Par un arrêt du 12 juillet 2018 (CE, 12 juillet 2018 N°387156), le Conseil d’Etat met fin au suspense suscité par la décision de la Cour de justice de l’Union européenne (CJUE) rendue le 7 décembre 2017 (CJUE, 7 décembre 2017, C-329/16).
Pour mémoire, à l’occasion d’un litige opposant le Syndicat national de l’industrie des technologies médicales (SNITEM) et Philips France, au premier Ministre et au Ministre des affaires sociales et de la santé, concernant la légalité de l’obligation de certification des logiciels d’aide à la prescription prévue par les articles 1er et 2 du Décret du 14/11/2014, le Conseil d’Etat avait interrogé la Cour (décision du 8 juin 2016) sur la qualification de dispositif médical (au sens de la Directive 93/42/CEE) d’un logiciel de détermination de la prescription médicamenteuse, dont l’une des fonctionnalités permet l’exploitation des données propres au patient, alors qu’il n’agit pas directement dans ou sur le corps humain.
Reconnaissant à ce logiciel la qualification de dispositif médical, la CJUE avait alors estimé que seul le marquage CE devait conditionner la mise sur le marché du logiciel, aucune procédure supplémentaire telle qu’une procédure de certification n’étant nécessaire et justifiée ni au regard d’un motif de veille sanitaire (article 14 ter de la Directive 93/42/CEE) ni au regard de la clause de sauvegarde prévu par l’article 8 de la Directive.
La Cour avait en substance appelé à l’abrogation des dispositions litigieuses que le législateur français n’avait eu pourtant de cesse d’élargir.
La décision du Conseil d’Etat était donc attendue et, sans surprise, le Conseil d’Etat suit la position de la CJUE.
Ainsi, la haute juridiction annule l’obligation de certification des logiciels d’aide à la prescription médicale, pour celles de leurs fonctionnalités qui permettent l’exploitation de données propres à un patient à des fins mentionnées par la Directive 93/42/CEE, ainsi que pour les modules qui en sont des accessoires au sens de ces dispositions (annulation du 3° de l’article 1er et l’article 2 du décret du 14 novembre 2014). Précisons que les juges n’ont pas assorti cette annulation d’une limitation de ses effets dans le temps comme le réclamait le ministre des solidarités et de la santé.
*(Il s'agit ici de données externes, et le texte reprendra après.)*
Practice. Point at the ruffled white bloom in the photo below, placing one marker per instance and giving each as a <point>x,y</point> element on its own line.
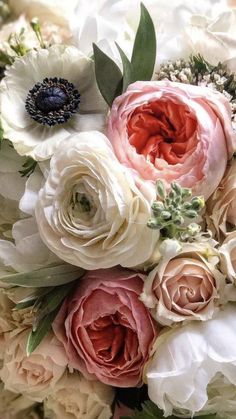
<point>99,21</point>
<point>21,29</point>
<point>186,284</point>
<point>90,212</point>
<point>213,38</point>
<point>26,251</point>
<point>194,355</point>
<point>34,375</point>
<point>29,136</point>
<point>74,397</point>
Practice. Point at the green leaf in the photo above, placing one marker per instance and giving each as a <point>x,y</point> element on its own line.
<point>151,411</point>
<point>51,301</point>
<point>127,69</point>
<point>28,167</point>
<point>36,337</point>
<point>45,277</point>
<point>108,75</point>
<point>144,51</point>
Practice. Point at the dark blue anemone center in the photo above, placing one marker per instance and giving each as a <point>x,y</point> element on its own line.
<point>51,99</point>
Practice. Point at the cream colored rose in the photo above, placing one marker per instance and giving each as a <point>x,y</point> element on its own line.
<point>185,285</point>
<point>221,207</point>
<point>74,397</point>
<point>90,212</point>
<point>16,406</point>
<point>36,375</point>
<point>228,256</point>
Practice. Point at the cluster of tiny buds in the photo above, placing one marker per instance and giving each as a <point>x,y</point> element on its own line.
<point>172,209</point>
<point>198,72</point>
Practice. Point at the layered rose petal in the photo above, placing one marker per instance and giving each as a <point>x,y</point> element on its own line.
<point>173,131</point>
<point>102,327</point>
<point>186,285</point>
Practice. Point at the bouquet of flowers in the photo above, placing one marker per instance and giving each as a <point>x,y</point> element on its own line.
<point>117,209</point>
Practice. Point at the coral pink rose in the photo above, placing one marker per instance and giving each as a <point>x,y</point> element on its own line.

Notons que sur son site internet, la HAS a pris acte que le marquage CE attestant de la conformité du logiciel aux exigences essentielles suffit ainsi à démontrer la sécurité et les performances d’un tel logiciel et que par conséquent l’obligation française de certification des logiciels d’aide à la prescription ne peut aujourd’hui être exigée des éditeurs de logiciels. La HAS souligne cependant qu’une telle certification reste possible sur la base du volontariat.
Par cet arrêt, le Conseil d’Etat veille au respect des objectifs de la réglementation européenne relatif aux dispositifs médicaux et met en garde le pouvoir exécutif en cas de non-respect des faibles marges de manœuvre qui lui sont ouvertes par la réglementation européenne comme en témoigne une autre récente décision (CE 26 avril 2018 N° 407982 – Le Conseil d’Etat annule le Décret relatif au résumé des caractéristiques du dispositif médical).